La première chose qui nous a frappées, c’est l’attribution des prénoms. On attribue à l’enfant qui nait le nom d’un ancètre (pas nécessairement décédé, d’ailleurs). Avec ce nom, lui sont attribuées également les compétences de la personne et pour tout dire, sa personnalité. Si par exemple, l’enfant porte le nom de sa grand mère, ses frères et soeurs l’appeleront mamie et sa mère maman, comme l’enfant appelera sa mère ma fille. Vous avez suivi ? Par la suite, dans les relations socials et échange de cadeau, ce sera selon ce lien de parenté que cet enfant sera reconnu. Il me vient alors une réflexion, est-ce que ce lien de parenté strictement culturel inclut des interdits d’inceste au 3e degré en quelque sorte ? (L’inceste au deuxième degré, admis par certaines cultures, c’est quand par exemple, on peut épouser la soeur de sa femme, y’a un terme technique pour ce genre de mariage mais j’ai oublié).
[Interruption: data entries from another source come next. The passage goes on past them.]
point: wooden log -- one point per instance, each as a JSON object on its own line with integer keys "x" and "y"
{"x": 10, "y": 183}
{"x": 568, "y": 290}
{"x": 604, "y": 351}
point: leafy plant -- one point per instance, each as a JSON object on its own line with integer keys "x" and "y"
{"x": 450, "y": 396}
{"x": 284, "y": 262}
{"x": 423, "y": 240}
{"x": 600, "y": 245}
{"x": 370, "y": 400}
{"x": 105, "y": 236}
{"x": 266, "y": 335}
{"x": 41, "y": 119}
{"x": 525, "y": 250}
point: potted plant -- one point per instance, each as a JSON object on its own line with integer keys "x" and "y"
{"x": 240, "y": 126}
Là où ça devient fun, c’est quand on fait des croisements de genre, c’est à dire quand on donne à l’enfant un nom d’une personne de l’autre sexe. Dans ce cas l’enfant sera considéré comme du sexe opposé. Et deviendra shaman car les shamans sont ceux qui sont entre deux mondes. Là, une autre question me traverse l’esprit : y a-t-il des shamans femmes faiseuses de bien ? Car j’ai lu des choses sur des civilisations qui considèrent les femmes « masculines » (stériles par exemple) comme sorcières (négatives et dangereuses) et les hommes homosexuels comme shaman, par exemple.
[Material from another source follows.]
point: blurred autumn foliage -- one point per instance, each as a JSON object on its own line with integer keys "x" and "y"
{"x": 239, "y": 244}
L’autre point fascinant, c’est l’adoption. L’adoption est plus que fréquente. Et c’est la sage-femme qui s’occupe de savoir à qui revient l’enfant, à partir de la liste des familles postulantes. L’enfant est alors considéré comme celui des parents qui élèvent. En cas de jumeaux (et pour des questions de survie) l’adoption était systématique, par exemple. Bien que les problèmes de survie ne se posent plus de manière aussi cruciale, l’adoption continue à se faire très largement. Voilà qui est très intéressant, en matière d’instinct maternel, de la chair de ma chair et autres conneries du même goût. Voilà une société qui fonctionne très bien sans problème de filiation génétique et instinct maternel et envoie balader cette idéeque la mère aime indéfectiblement les petits qui sont d’elles, par un déterminisme biologique. Je me demande comment ca fonctionne en terme d’allaitement, par contre.
Pour compléter le tableau, nous avons appris aussi que les femmes avaient la responsabilité de l’espace domestique, d’autant plus important ici que quand il fait – 40 dehors, on fait pas toujours les marioles dans la neige et que les choses importantes se passent dedans. Ce que je me demande, c’est si les femmes régissent l’espace domestique sous la loi des hommes (comme c’est souvent le cas) ou avec une loi des femmes.
Paola Tabet (mon ethnologue bien aimée) a reproché aux Inuits la pratique de l’hospitalité conjugale (le visiteur partage le lit de son hotesse) et aussi une pratique de chasse dans laquelle c’est l’homme qui fait le fier avec son harpon dans une barque pendant que sa femme rame puis se jette dans l’eau pour ramener le bateau à quai.
Quoiqu’il en soit, la filiation et attribution des sexes et des enfants chez les Inuits montrent bien comme dit Françoise Héritier qu’à partir de l’alphabet des données biologiques, la culture peut inventer un nombre infini de phrase pour agencer les êtres.